A: Durock Dolphin. Independent review benchmarks consistently rate it quieter than Cherry MX Silent Red, MX2A Silent Red, Gateron Silent Red and TTC Silent Frozen. Durock Daybreak is its heavier 67g sibling and a close second. No Tecsee switch competes in the silent linear category in 2026.

Q: What is the cheapest good boutique switch in 2026?

A: JWICK Black V2 at roughly $0.22–$0.28 per switch. It uses the same factory, leaf and stem mold as Durock's linears, ships factory-lubed, and outperforms every mainstream switch at the same price point. The JWICK T1 tactile at $0.23–$0.30 is the tactile equivalent.

Conclusion

The boutique switch market in 2026 belongs to two factories with three brand labels: JWK (producing Durock and JWICK) and Tecsee (producing its eponymous line). Every buying decision documented in this guide ultimately reduces to that distinction. JWK's house sound is warm, POM-stem, nylon-or-PC-housed, single-stage-spring, T1-profile tactile. Tecsee's house sound is brighter, UHMWPE-stem, sparkly-PC or PME-housed, two-stage-spring, long-pole. Once that map is internalized, the rest of the catalog becomes navigable.

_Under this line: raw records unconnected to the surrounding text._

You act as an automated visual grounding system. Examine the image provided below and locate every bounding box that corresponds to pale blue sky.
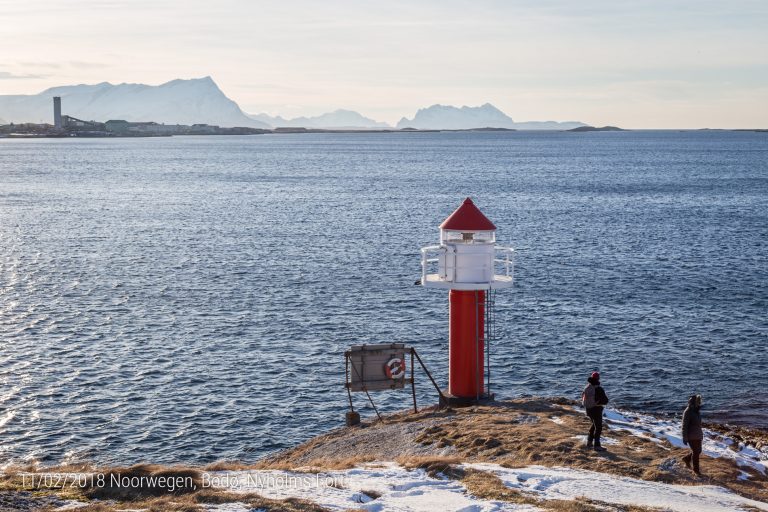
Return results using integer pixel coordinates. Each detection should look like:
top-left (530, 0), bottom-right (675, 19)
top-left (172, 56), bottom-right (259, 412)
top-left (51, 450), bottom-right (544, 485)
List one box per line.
top-left (0, 0), bottom-right (768, 128)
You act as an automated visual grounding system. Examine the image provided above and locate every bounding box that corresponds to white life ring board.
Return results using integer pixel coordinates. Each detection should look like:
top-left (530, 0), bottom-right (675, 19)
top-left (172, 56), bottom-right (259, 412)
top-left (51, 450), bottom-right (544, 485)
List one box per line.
top-left (384, 357), bottom-right (405, 380)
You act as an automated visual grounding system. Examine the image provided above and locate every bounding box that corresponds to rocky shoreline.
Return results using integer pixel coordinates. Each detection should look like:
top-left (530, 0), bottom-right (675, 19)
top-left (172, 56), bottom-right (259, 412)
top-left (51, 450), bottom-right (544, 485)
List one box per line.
top-left (0, 398), bottom-right (768, 512)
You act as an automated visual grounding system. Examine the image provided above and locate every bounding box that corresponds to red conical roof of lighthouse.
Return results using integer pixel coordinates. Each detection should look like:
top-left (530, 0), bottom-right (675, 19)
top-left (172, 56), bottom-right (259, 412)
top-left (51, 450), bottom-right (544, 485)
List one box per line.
top-left (440, 198), bottom-right (496, 231)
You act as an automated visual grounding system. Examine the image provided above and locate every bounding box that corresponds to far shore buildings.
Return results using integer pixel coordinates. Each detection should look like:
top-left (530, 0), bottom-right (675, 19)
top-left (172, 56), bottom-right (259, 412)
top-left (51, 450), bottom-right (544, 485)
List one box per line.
top-left (0, 96), bottom-right (270, 137)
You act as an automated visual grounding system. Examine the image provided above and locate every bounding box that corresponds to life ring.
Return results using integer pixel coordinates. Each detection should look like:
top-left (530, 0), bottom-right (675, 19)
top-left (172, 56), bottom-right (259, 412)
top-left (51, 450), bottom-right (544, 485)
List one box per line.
top-left (384, 357), bottom-right (405, 380)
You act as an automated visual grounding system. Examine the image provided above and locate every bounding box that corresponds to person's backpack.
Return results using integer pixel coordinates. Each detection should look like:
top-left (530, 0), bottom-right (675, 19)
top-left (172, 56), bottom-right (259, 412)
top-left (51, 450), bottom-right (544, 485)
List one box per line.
top-left (595, 386), bottom-right (608, 405)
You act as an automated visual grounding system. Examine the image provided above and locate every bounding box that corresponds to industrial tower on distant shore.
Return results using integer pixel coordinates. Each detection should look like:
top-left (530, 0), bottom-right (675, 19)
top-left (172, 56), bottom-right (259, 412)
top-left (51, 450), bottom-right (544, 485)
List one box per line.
top-left (53, 96), bottom-right (64, 130)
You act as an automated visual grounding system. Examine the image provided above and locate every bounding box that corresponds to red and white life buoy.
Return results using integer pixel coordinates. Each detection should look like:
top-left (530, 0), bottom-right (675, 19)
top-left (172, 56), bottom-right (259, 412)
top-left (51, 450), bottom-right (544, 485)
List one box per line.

The best recommendations remain the obvious ones. Durock T1 is still the reference tactile of the decade. Durock Dolphin is still the quietest stock silent linear. Durock Piano/POM is still the benchmark for full-POM linear sound. JWICK Black V2 is still the best-value boutique switch produced. Tecsee Sapphire V2 is still the switch that defines what a crisp UHMWPE-stem tactile should feel like. None of these have been displaced in 2026 despite the hype cycle moving toward newer factories like HMX and Keygeek — the new arrivals compete, but they do not replace the established catalog.

The 2025–2026 hype shift matters for context but not for core purchasing. HMX, Keygeek and collab switches from Sillyworks x Gateron dominate reviewer top-of-year lists, yet Durock and JWK still anchor the broadest vendor stock, the longest track records, and the most predictable sound outcomes. Buyers chasing the cutting edge should explore outside this guide; buyers seeking proven performance at honest prices should buy from the catalog covered here.

The final verdict: boutique switches from Durock, JWK, JWICK and Tecsee deliver measurable, audible, tactile improvements over mainstream Cherry, Gateron and Akko options, at a price premium that is justified for any custom build where sound is a priority. The four iconic switches — Shrimp, T1, Alpaca, Sapphire V2 — earned their reputations honestly and remain worth every dollar in 2026. Choose the factory that matches the sound target, choose the switch within that factory that matches the force target, and the boutique premium pays itself back the first time the keyboard is typed on.